In the end, it was better being a regular citizen than a reporter Tuesday night.
For journalists, there’s always the desire to be a part of “the big story.” So while stuck at home recovering from knee surgery, this journalist agonized over being unable to participate in Tuesday night’s election coverage.
“What would I tell our (yet-to be-born) children?” I bemoaned to my spouse Monday, “That their mother – the journalist – was sitting at home in a knee brace while history was being made?”
Regardless of personal preferences, journalists are required to remain neutral while reporting and writing. There would be no cheering or booing in our newsroom.
But what goes on in the confines of one’s home is different.
Our home was subdued with anticipation.
“I’ll believe it when I see it, when it’s over. I’ll be up all night,” said my father over the phone from Queens, NY. A child of the segregated South and a Vietnam veteran, a president a few shades lighter than himself still seemed unimaginable, even when all of the Northeast and Virginia were in Obama’s column.
Similar sentiments were echoed by my spouse’s father in suburban Michigan, the son of a West Virginia coal-miner, turned Ford Motor Company shop worker. He even recalls visits to a plantation as a small child.
But when the West Coast polls closed and CNN projected Barack Obama the winner, there was an emotional release in this Congress Park home, one that wouldn’t have been possible in a newsroom.
The unthinkable happened. There were no “too close to call the race” reports, no recounts, no nail-biting. Any efforts to suppress the votes in minority communities had ultimately failed.
I thought about reporting from South Carolina before the January primary, about running around the floor of the Pepsi Center in August, about squeezing into a seat at Invesco Field with my laptop.
I couldn’t believe I wasn’t there on this night. Where “there” was, I didn’t know. There was a glass of Chianti in my hand instead of a reporter’s notebook.
But then I thought about my mother, who died in 2003 of cancer. I recalled her stories about growing up in Harlem, how her oldest brother took her to see Malcolm X giving a speech on a soapbox in the neighborhood. “I was too young to understand what he was talking about,” she once said.

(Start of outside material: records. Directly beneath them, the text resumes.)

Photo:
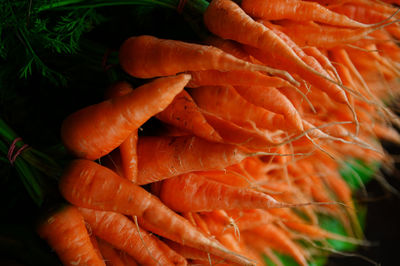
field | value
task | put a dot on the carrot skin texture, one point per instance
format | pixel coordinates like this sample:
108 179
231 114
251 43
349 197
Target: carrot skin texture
84 184
164 157
185 114
122 233
147 57
128 147
111 256
96 130
66 233
297 11
194 193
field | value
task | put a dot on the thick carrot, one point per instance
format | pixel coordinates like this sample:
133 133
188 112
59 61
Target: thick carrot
147 57
257 139
128 147
271 99
324 36
66 233
192 253
164 157
234 78
122 233
194 193
227 20
110 254
297 11
277 237
227 103
183 113
229 46
96 130
90 185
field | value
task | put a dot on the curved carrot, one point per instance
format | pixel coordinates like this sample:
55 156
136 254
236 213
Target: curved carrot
147 56
194 193
96 130
227 20
297 11
122 233
227 103
275 236
164 157
66 233
271 99
128 147
185 114
90 185
234 78
192 253
324 36
110 254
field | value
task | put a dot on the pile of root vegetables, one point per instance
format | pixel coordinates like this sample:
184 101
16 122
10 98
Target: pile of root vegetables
256 122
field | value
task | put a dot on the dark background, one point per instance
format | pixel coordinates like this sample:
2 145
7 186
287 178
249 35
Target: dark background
382 222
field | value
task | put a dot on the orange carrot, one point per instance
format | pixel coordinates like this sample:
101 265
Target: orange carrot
229 46
96 130
185 114
276 237
110 254
90 185
227 20
234 78
122 233
147 57
324 36
297 11
192 253
271 99
257 139
227 103
128 260
164 157
194 193
128 147
66 233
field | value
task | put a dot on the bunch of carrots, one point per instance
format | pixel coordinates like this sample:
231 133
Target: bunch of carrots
257 121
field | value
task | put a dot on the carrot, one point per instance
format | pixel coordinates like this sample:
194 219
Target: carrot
297 11
277 238
227 103
234 78
271 99
122 233
229 46
185 114
192 253
164 157
66 233
90 185
322 59
110 254
89 133
255 139
128 260
128 147
227 20
95 243
386 132
194 193
147 57
324 36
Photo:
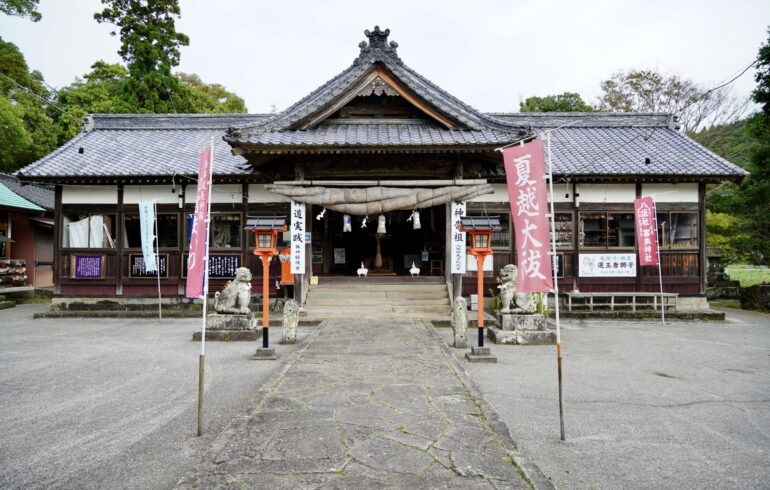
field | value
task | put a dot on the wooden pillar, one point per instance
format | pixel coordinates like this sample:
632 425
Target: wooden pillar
119 244
57 239
702 236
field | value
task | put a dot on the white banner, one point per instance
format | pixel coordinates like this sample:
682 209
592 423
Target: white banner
297 237
608 265
147 228
457 242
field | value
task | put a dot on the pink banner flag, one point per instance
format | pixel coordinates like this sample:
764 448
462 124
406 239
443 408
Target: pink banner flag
646 234
525 174
199 235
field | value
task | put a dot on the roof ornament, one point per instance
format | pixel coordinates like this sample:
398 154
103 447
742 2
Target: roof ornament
378 44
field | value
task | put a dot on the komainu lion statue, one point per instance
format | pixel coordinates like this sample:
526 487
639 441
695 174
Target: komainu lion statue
236 292
511 300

As I re-dialed my father after CNN’s magic map revealed California, Oregon, Washington and Hawaii in blue, I thought about his life and what he must have seen juxtaposed against this moment. I remembered our summer vacations to Virginia Beach. “Blacks weren’t allowed on this beach when I was a kid,” he reminded annually.
That painful history was evident in his voice when he picked up the phone, his voice choking. “All that we’ve endured, all the marching ” his voice trailed. “I have tears in my eyes.”
I felt the need to congratulate him. “I’m really happy that you lived to see this day,” I told him. He reminded me that my mother was watching this moment as well.
The call to the in-laws was nearly the same, with my spouse’s mother, a Jamaican immigrant also overwhelmed.
I then called one of my mother’s closest friends, my godmother, who lives in Denver. She was happy, but also asleep. Last month she said that she never believed anything like Obama’s rise would happen in her lifetime. She went to his rally at Civic Center Park, “just to get a glimpse of him.”
I’ll never know what it was to be an African-American in the 1950s and 60s. But I do know that Tuesday night was a poignant moment for blacks of that generation.
This is their victory. And one for future generations.
My spouse looked at me, then back to the TV after the election was called for Obama. “Now it’s not a bad thing to be black and intelligent,” referring to sentiments held in the black community that to be smart and successful amounted to “acting white.”
I thought about being teased by other black girls in 8th grade for being “smart” and on the steps of my Baptist church for “talking like a white person.”
“You’re right,” I said. “Our kids won’t be ridiculed (by other black kids) for being black and smart. Obama shatters all of that. That’s what I’ll tell them.”
Wednesday morning, my spouse tried to console me over the lack of reporting I did the night before.
“That’s OK,” I said. “Being an African-American woman last night was much better than being a neutral reporter.”
I finally realized that I was “there.”
Kimberly S. Johnson is a business reporter for The Denver Post.